Dadurch, dass eine Antriebseinheit nun nicht mehr nur den Motor umfasst, sondern zusätzlich die beiden Energierückgewinnungs-Systeme samt Batterien und den Turbolader, steigt das vorgeschriebene Mindestgewicht von 95 auf 145 Kilogramm. Das ERS ist seitens der FIA auf ein Gewichtsfenster von 20 bis 25 Kilogramm eingegrenzt. Eigentlich wäre es im Sinne der Relevanz für die Serienentwicklung wünschenswert, ein "Diät-Entwicklungsrennen" zu fördern, aus Kostengründen wurde das untere Limit aber bei 20 Kilogramm angesetzt.

Weniger Abwärme reduziert Probleme

Die Lebensdauer der Batterien wird nicht das Problem sein, denn diese liegt schon jetzt bei jenseits der 3.000 Kilometer. Künftig soll die komplette Antriebseinheit um die 4.000 Kilometer schaffen, bevor sie ausgetauscht wird, um mit maximal fünf Stück pro Saison durchzukommen. Generell könnte die Zuverlässigkeit langfristig aber sogar besser werden, denn die höhere Effizienz bedeutet, dass weniger thermische Abwärme generiert wird - und Überhitzung war in der Vergangenheit häufig eine Ursache für technische Defekte.
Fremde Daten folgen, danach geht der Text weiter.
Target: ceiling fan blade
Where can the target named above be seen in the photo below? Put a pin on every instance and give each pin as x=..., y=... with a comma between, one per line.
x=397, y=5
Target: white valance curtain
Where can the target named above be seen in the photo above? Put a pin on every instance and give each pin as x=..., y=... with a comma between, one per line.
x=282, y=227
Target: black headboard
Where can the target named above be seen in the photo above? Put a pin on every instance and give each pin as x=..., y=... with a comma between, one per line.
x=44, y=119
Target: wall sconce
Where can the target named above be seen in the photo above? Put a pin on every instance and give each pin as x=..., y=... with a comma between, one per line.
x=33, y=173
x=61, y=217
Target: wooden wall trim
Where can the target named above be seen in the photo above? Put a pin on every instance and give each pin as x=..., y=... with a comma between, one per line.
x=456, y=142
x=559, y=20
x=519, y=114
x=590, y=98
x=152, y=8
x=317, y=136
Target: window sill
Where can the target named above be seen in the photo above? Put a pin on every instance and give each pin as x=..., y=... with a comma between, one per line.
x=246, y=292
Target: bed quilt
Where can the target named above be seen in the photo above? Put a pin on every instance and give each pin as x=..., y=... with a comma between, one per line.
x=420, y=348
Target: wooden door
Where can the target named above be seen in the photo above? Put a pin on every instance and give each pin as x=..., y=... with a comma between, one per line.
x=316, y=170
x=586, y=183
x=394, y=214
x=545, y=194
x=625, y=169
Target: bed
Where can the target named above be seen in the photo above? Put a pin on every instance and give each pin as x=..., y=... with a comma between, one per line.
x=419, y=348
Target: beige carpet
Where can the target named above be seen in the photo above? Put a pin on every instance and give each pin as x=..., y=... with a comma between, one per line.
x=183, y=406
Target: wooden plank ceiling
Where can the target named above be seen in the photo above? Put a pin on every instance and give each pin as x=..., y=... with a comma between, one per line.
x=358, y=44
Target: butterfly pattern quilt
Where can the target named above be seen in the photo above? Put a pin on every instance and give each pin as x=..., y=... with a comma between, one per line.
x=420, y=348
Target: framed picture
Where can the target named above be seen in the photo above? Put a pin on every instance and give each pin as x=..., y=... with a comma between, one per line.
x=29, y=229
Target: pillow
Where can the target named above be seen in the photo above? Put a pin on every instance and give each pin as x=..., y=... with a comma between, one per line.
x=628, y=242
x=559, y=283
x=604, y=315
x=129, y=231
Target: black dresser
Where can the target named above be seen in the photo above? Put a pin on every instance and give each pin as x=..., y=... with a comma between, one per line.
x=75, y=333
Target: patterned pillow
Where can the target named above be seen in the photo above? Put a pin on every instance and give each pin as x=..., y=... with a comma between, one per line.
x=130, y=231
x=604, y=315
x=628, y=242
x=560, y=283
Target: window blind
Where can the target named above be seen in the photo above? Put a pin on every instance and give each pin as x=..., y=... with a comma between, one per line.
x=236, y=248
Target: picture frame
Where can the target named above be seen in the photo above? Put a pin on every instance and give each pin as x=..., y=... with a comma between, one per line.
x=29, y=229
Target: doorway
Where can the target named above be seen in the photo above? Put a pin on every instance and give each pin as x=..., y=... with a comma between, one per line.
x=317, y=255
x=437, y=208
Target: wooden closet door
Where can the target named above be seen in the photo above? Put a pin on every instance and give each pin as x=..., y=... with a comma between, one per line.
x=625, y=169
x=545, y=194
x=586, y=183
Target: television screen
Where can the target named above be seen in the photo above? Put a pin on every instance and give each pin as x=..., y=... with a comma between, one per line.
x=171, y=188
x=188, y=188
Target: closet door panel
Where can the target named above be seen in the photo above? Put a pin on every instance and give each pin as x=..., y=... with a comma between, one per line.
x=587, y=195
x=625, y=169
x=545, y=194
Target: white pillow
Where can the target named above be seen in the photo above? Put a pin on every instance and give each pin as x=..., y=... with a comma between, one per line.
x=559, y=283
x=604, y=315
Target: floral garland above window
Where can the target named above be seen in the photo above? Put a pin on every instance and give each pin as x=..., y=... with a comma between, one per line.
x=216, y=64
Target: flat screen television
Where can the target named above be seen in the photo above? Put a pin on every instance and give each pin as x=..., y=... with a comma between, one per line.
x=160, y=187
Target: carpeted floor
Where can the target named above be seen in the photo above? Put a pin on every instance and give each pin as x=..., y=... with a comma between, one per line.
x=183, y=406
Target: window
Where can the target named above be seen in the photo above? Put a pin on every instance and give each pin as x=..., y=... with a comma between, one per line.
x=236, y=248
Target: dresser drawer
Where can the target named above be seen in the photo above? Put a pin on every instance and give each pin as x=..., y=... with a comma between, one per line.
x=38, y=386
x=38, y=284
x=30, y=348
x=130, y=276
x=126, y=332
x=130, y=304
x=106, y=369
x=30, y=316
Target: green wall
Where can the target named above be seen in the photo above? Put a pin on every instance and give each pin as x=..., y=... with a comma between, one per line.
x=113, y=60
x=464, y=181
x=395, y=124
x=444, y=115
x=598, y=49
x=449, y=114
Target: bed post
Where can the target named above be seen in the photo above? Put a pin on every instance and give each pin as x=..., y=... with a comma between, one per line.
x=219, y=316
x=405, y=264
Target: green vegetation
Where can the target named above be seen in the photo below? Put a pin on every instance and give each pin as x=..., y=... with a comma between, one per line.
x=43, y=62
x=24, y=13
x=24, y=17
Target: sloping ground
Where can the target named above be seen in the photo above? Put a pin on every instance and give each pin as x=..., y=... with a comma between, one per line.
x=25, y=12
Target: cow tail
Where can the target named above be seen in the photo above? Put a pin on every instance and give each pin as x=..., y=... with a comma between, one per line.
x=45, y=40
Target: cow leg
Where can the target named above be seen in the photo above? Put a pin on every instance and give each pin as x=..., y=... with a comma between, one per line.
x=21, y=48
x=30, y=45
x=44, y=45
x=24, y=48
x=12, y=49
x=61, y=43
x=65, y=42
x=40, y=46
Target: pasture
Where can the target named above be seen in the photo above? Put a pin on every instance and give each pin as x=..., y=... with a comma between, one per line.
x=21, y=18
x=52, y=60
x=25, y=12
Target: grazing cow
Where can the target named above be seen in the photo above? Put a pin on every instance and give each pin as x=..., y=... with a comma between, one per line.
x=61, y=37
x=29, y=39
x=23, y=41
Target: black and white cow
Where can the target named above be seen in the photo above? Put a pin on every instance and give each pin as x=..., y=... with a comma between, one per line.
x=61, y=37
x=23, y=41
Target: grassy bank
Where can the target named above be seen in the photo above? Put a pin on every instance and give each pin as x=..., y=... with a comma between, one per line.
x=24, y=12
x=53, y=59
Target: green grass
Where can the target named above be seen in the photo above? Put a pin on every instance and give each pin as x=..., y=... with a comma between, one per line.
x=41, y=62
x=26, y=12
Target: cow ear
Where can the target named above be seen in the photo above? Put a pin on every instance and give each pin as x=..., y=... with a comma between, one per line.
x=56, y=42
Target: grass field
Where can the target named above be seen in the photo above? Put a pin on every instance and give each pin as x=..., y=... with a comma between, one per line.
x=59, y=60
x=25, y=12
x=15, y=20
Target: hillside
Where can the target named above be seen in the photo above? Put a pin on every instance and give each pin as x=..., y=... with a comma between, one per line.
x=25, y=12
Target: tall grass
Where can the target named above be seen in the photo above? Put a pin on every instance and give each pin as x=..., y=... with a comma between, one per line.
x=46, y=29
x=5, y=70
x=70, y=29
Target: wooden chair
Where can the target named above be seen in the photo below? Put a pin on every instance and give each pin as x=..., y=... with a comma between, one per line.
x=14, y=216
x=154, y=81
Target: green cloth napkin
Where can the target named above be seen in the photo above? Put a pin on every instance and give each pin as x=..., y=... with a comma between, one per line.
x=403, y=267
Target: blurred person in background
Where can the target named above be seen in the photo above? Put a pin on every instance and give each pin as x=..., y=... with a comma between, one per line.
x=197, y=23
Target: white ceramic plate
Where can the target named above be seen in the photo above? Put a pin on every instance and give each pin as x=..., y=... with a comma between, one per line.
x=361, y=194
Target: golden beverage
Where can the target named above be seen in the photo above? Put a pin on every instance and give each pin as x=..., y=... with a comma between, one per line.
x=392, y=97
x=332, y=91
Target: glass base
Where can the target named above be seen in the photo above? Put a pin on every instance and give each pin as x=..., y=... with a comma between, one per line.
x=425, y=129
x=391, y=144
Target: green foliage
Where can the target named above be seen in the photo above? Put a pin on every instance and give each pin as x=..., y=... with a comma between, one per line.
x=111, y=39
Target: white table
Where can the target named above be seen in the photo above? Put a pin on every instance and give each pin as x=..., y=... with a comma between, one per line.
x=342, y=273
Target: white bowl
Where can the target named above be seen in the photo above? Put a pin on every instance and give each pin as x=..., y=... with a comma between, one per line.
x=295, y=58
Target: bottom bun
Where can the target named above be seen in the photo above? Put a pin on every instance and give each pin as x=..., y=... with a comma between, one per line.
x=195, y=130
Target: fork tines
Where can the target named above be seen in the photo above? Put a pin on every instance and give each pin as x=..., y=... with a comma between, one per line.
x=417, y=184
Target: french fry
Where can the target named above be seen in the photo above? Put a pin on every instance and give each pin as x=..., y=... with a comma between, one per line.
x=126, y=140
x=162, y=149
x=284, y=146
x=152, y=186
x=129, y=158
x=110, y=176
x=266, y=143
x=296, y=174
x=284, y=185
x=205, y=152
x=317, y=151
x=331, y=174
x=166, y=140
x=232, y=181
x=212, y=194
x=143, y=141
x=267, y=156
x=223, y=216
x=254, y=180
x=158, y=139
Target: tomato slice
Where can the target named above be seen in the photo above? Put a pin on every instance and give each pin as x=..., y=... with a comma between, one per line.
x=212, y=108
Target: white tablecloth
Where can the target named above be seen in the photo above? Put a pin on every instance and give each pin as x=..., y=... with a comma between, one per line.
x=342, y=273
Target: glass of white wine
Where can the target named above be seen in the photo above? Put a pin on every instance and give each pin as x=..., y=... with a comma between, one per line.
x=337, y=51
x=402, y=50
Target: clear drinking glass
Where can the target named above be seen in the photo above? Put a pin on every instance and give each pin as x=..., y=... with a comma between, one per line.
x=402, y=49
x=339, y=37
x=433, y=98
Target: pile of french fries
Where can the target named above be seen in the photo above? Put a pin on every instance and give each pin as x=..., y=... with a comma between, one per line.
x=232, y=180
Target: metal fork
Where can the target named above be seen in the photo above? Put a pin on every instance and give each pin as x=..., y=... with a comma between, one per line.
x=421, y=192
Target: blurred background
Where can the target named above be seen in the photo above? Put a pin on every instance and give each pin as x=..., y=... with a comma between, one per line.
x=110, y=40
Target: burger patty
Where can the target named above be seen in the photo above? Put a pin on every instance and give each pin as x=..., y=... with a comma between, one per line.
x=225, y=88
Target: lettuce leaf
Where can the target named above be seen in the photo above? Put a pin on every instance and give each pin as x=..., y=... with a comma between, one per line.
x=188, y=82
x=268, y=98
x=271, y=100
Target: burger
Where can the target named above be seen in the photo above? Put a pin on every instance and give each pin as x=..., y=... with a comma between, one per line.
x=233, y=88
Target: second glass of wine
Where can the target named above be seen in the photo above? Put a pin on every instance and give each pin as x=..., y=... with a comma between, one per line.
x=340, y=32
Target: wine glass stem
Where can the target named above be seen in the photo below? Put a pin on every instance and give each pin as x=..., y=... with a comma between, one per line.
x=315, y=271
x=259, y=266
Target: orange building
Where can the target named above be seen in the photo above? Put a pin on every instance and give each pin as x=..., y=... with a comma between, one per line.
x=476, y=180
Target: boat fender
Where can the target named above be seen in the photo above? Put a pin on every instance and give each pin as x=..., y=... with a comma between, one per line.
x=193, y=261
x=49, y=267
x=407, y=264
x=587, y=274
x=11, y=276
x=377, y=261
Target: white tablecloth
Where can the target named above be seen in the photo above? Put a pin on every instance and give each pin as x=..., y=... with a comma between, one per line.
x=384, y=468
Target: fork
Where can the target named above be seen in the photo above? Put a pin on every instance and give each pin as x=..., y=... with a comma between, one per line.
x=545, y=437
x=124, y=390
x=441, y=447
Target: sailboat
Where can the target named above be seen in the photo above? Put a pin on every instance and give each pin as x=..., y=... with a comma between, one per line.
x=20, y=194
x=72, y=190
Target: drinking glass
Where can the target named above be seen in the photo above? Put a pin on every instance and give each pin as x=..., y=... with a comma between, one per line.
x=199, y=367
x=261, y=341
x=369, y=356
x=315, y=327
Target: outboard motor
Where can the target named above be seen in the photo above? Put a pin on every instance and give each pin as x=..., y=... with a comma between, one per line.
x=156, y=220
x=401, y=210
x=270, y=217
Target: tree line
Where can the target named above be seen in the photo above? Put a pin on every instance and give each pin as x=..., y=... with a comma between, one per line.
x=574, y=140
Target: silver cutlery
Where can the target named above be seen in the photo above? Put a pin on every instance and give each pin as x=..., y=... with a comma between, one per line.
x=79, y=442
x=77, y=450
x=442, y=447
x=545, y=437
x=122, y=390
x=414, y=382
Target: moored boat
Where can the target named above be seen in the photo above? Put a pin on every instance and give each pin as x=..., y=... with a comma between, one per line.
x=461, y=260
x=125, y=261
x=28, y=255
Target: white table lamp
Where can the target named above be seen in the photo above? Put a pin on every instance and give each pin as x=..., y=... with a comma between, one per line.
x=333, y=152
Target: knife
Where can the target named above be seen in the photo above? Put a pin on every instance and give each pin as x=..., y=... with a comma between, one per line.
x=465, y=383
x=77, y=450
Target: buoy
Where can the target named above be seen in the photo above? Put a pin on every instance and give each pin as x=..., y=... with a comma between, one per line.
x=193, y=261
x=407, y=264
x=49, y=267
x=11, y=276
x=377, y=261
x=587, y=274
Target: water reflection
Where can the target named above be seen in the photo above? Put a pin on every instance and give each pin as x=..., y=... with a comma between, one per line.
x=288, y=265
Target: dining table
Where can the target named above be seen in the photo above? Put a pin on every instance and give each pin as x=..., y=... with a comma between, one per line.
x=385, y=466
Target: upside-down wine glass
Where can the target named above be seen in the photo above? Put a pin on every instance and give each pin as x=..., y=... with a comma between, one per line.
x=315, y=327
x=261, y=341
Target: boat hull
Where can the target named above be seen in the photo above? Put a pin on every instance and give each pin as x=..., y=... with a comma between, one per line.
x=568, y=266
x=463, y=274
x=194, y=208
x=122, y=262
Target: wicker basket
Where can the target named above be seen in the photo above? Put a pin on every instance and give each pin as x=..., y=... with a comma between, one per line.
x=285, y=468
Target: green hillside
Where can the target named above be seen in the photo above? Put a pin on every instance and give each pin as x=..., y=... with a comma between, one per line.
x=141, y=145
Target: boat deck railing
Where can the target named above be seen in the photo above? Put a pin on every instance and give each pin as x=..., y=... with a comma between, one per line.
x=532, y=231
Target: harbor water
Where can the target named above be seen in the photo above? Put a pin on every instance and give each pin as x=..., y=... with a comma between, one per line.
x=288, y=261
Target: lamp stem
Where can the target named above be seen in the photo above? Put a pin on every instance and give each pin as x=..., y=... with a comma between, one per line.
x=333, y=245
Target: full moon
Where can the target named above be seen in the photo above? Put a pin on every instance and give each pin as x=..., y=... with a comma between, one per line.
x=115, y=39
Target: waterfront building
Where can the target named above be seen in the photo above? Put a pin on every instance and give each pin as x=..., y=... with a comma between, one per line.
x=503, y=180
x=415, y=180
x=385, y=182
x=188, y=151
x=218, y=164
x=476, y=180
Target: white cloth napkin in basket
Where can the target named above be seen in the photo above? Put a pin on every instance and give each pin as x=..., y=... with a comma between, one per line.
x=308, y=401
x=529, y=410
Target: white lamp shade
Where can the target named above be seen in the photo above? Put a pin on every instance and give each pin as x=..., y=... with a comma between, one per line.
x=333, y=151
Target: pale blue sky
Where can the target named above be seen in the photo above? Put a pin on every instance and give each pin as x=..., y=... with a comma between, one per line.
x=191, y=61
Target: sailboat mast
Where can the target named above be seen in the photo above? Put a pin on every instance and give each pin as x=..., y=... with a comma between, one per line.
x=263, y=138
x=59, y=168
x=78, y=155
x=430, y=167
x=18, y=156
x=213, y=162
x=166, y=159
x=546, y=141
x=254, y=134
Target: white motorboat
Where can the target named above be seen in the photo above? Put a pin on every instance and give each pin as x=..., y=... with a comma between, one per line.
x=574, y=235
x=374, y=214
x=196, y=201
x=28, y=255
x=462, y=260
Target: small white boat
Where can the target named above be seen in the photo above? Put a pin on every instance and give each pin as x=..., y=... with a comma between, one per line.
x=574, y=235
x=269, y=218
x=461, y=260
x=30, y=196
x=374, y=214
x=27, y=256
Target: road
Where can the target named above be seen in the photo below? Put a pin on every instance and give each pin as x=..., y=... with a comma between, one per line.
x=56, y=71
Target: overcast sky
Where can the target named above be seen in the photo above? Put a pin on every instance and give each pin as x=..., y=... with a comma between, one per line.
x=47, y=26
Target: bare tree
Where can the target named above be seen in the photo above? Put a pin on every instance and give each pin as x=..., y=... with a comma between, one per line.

Theoretisch könnte die neue Effizienz sogar dazu führen, dass die Airbox-Lufteinlässe obsolet werden, weil die Kühler in den Seitenkästen völlig ausreichend sind. Allerdings sind im Bereich der Airbox auch die Überrollbügel untergebracht, die im Falle von Überschlägen aus Sicherheitsgründen nicht verschwinden können. Laut Cowell überlegen sich die Formel-1-Ingenieure der Hersteller gerade, wie man diesbezüglich eine auch optisch vernünftige Lösung finden könnte, die nicht auf Kosten der Sicherheit geht.


Mercedes erklärt KERS (Version 2009)

Und noch ein interessanter Nebenaspekt ergibt sich durch die Effizienz-Formel ab 2014: Bisher wurde mit rund 790 Kilogramm gestartet, die Zieldurchfahrt erfolgte mit mindestens 640 Kilogramm (Auto inklusive Fahrer). Künftig starten Lewis Hamilton und Co. mit weniger Benzin an Bord und somit auch weniger Gesamtgewicht, am Ende werden die Autos vermutlich aber sogar schwerer sein, als das derzeit bei einer Zielankunft der Fall ist. Die Veränderung des Fahrverhaltens durch das variierende Gewicht im Rennen nimmt also ab.